The Grand Questors Night for the Kid Quest was held at the Araneta Coliseum on June 5, 2004, around 5:30 PM, with the Star Circle Teen Quests turn after. Nash Aguas became the Grand Questor, making Sharlene San Pedro as the second placer, while Aaron Junatas is in third place, Mikylla Ramirez in fourth and CJ Navato in fifth place.

===Star Circle Quest (season 2)===

ABS-CBN came up with a second season of Star Circle Teen Quest with the title Star Circle National Teen Quest after auditions were held nationwide and in some parts worldwide. Manzano and Sta. Maria continue to host the show, while the same jury guided the finalists throughout the program.

Thousands of teen aspirants auditioned but only 15 made it to the Final 15 or the "Magic Circle of 15", namely Erich Gonzales, Arron Villaflor, Paw Diaz, Charles Christianson, DM Sevilla, Janelle Quintana, Theo Bernados Michelle Arciaga, Jason Abalos, Bebs & KC Hollman, Reynan Pitero, OJ Decena, Vanessa Grindrund, Marla Boyd, Franz Ocampo.

====Grand Questors Night====
The Grand Questors Night was hosted at the PhilSports Arena.

Finally the Magic Circle of 5 showcased the numbers they have been rehearsing hard for. Each final questor showed their special talent that night which impressed the jurors as well as the thousands of audiences.

Erich Gonzales became the Grand Questor, Arron Villaflor was in the second, Paw Diaz in third, Charles Christianson in fourth, and DM Sevilla in fifth place.

===2006: Star Circle Summer Kid Quest (Season 2)===
In 2006 the show made the second season of the kids edition. The show was called Summer Kid Quest because it was held in summer, between March–May.

Luis Manzano still hosts the show, however, Jodi Sta. Maria was replaced by Anne Curtis in hosting due to her pregnancy. Meanwhile, director Joyce Bernal and award-winning actor Ricky Davao joins Eula Valdez and replaces Rowell Santiago and Maricel Laxa.

====Grand Questors Day====
It was held at ABS-CBN Studio 1. It was called Grand Questors' Day because it was held during the afternoon instead of the usual primetime.

Quintin Alianza became the Grand Questor, Mika dela Cruz became the second placer, Julio Pisk is in the third place, Cheska Billiones in fourth and Darius Cardano in fifth place.

===2009: Star Circle Kid Quest: Search for the Kiddie Idol (Season 3)===
The reality kid talent show was now transformed as a program segment of Ruffa & Ai every Wednesday with Ai-Ai delas Alas and Ruffa Gutierrez as main hosts.
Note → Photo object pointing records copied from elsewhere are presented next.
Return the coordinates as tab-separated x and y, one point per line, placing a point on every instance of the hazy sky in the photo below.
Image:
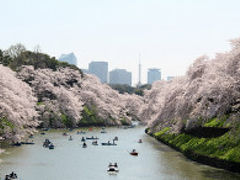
169	34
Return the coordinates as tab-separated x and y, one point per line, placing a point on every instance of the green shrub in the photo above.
224	147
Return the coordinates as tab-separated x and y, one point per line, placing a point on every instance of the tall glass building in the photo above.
154	74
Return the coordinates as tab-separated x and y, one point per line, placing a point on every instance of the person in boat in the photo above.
84	144
64	134
13	175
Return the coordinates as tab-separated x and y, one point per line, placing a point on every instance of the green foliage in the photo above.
37	60
225	147
216	122
5	123
90	118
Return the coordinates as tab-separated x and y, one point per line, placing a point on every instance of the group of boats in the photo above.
48	144
11	176
112	167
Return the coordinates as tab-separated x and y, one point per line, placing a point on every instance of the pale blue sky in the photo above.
169	34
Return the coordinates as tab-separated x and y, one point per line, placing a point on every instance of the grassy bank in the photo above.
222	151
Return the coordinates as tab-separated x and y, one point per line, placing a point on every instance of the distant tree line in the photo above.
17	55
124	88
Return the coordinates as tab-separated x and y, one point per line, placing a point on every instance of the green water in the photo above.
69	161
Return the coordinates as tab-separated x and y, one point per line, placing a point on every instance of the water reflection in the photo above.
70	161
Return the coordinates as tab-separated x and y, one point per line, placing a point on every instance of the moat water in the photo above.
69	161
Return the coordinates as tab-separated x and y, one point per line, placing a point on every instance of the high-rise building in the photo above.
120	76
69	58
154	74
100	69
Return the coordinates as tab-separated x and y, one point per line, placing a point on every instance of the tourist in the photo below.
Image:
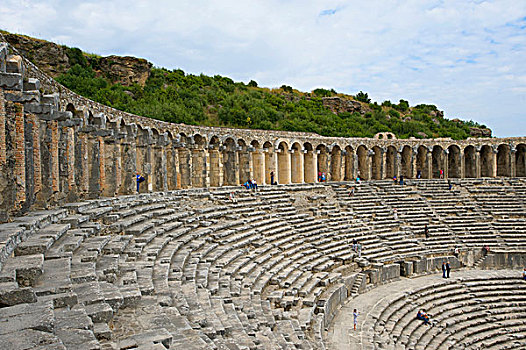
139	180
359	247
485	250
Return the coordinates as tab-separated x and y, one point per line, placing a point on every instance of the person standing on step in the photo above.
139	180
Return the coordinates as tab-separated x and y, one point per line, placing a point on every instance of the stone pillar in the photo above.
129	161
398	166
462	164
383	168
477	162
20	159
429	164
445	163
258	164
493	162
414	155
513	166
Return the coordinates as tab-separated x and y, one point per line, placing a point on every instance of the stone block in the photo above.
31	84
30	339
27	268
14	64
11	81
12	294
38	316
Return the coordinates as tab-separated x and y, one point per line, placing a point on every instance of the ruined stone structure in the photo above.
188	267
59	147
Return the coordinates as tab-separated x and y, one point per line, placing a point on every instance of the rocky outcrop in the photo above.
479	132
124	70
53	60
339	105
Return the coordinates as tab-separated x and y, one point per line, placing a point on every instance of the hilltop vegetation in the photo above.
174	96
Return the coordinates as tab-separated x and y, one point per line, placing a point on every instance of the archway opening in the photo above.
437	157
406	162
503	160
336	164
376	166
349	163
486	161
421	162
520	160
454	162
363	163
470	162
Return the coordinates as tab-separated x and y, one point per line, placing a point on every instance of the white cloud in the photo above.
464	56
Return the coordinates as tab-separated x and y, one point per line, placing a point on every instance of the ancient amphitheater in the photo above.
88	263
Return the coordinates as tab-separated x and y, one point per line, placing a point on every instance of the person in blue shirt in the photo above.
139	180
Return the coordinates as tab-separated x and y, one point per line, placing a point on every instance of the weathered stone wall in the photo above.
57	147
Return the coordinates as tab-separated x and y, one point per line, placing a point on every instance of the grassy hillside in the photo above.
174	96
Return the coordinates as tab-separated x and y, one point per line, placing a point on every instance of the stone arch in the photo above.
437	161
390	162
349	163
520	160
376	163
486	161
243	161
323	159
470	162
454	163
336	163
283	163
270	166
363	162
421	161
406	162
503	160
230	174
297	172
199	171
310	168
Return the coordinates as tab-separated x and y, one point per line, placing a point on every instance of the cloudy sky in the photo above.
466	57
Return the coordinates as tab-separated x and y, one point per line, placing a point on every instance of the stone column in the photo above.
462	164
429	164
398	166
494	162
513	166
446	164
477	162
128	160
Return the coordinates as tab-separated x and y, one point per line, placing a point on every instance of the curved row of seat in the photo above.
193	268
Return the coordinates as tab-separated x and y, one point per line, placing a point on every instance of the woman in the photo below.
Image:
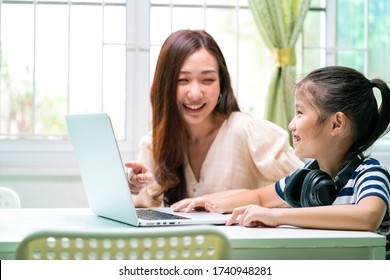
200	141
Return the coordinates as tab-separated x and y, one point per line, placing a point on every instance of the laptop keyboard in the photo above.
149	214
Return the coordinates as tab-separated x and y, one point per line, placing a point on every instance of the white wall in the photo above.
47	191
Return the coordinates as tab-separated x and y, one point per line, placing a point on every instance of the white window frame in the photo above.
48	157
57	157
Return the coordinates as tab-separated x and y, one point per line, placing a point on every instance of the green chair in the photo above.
176	243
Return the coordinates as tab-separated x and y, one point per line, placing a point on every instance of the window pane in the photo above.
17	70
160	24
51	69
85	70
187	18
255	66
353	59
350	23
379	41
54	65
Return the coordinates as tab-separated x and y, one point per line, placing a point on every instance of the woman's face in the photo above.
198	87
310	138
Bugoy Cariño became the Grand Questor, Izzy Canillo as the first runner-up, while Eros Espiritu finished in second place, Xyriel Manabat in third and Fatty Mendoza in fourth place.

===2010-2011: Star Circle Quest: Search for the Next Kiddie Superstars (Season 4)===

On December 4, 2010, the show was re-launched as a Saturday primetime program hosted by KC Concepcion with Bugoy Cariño and Xyriel Manabat as kid co-hosts respectively. Audition ran from November 27 to 29, 2010, and Rowell Santiago reprised his role as judge from Season 1 along with the new female judges namely Vina Morales and Gladys Reyes.
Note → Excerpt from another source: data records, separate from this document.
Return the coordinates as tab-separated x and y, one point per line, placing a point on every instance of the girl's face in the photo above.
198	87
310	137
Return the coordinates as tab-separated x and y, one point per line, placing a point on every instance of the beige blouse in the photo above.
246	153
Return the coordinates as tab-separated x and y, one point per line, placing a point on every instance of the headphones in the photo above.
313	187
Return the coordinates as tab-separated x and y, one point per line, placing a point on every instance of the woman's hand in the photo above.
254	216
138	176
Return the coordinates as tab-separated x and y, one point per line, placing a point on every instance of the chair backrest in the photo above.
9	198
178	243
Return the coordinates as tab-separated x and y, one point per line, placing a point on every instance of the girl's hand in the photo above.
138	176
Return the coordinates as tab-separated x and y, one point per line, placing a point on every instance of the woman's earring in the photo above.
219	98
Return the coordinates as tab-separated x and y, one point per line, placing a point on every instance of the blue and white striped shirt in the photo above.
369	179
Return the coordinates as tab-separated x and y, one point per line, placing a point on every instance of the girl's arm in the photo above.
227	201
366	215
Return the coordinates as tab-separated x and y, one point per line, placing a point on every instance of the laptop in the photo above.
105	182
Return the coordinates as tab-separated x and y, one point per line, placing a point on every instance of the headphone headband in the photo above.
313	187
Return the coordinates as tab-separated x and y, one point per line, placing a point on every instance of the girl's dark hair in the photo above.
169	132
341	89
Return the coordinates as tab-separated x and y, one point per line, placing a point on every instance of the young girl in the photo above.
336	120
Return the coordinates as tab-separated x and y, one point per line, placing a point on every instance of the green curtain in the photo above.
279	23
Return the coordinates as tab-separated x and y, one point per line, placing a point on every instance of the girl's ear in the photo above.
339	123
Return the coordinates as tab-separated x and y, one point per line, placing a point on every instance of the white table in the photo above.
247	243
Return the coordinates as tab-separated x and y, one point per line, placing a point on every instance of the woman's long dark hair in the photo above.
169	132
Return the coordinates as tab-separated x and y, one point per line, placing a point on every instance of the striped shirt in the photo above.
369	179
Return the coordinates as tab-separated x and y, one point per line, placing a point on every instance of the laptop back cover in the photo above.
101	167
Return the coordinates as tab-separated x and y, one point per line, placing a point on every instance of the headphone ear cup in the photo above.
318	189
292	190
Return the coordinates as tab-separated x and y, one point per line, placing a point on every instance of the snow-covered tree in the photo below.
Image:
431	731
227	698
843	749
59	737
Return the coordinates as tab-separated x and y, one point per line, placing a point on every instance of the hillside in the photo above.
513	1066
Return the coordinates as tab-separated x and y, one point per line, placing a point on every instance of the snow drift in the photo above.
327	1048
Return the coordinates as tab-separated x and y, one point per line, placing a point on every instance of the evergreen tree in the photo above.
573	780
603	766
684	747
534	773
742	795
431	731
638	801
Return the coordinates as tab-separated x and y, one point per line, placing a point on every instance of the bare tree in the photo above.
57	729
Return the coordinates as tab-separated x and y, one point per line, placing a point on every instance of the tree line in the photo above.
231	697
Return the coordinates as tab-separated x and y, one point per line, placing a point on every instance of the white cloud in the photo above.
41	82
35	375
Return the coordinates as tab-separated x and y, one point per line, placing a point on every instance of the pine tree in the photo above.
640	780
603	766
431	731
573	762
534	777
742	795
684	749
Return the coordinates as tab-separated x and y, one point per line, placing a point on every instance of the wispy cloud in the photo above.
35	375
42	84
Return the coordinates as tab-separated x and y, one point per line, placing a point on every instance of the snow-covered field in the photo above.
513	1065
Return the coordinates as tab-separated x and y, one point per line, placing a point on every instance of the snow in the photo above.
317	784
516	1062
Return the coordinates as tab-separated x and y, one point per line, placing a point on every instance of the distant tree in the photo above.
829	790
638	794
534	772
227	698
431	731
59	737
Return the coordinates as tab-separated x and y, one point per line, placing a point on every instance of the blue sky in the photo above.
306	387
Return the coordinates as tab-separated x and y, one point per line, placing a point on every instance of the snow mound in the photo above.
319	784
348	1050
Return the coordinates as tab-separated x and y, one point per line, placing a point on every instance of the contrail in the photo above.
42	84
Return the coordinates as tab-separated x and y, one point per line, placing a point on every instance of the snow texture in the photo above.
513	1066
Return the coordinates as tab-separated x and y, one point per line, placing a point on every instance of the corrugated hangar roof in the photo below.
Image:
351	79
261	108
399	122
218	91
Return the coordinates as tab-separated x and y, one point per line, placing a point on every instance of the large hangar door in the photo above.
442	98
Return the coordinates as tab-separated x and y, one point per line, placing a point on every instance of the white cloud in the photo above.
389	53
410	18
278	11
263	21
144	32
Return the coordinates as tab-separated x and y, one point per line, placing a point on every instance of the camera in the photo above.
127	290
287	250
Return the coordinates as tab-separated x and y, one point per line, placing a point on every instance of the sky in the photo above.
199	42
The kids who made it to the Magic Circle of 10 were Ogie Escanilla, Brenna Peñaflor, Clarence Delgado, Kyline Alcantara, Joshen Bernardo, Janine Berdin, Jelo Echaluce, Maurice Mabutas, Kristoff Meneses and Veyda Inoval.

Grand Questors Day

The Magic Circle of 6 were Brenna Peñaflor, Kristoff Meneses, Maurice Mabutas, Clarence Delgado, Veyda Inoval, and Jelo Echaluce.

Brenna Peñaflor was crowned as the Grand Girl Kiddie Superstar and Clarence Delgado was crowned as the Grand Boy Kiddie Superstar on February 19, 2011.

==Awards==
Star Circle Quest won the Star Awards for 2004 Best Talent Search Program. Jodi Sta. Maria and Luis Manzano as Best Talent Search Program Host.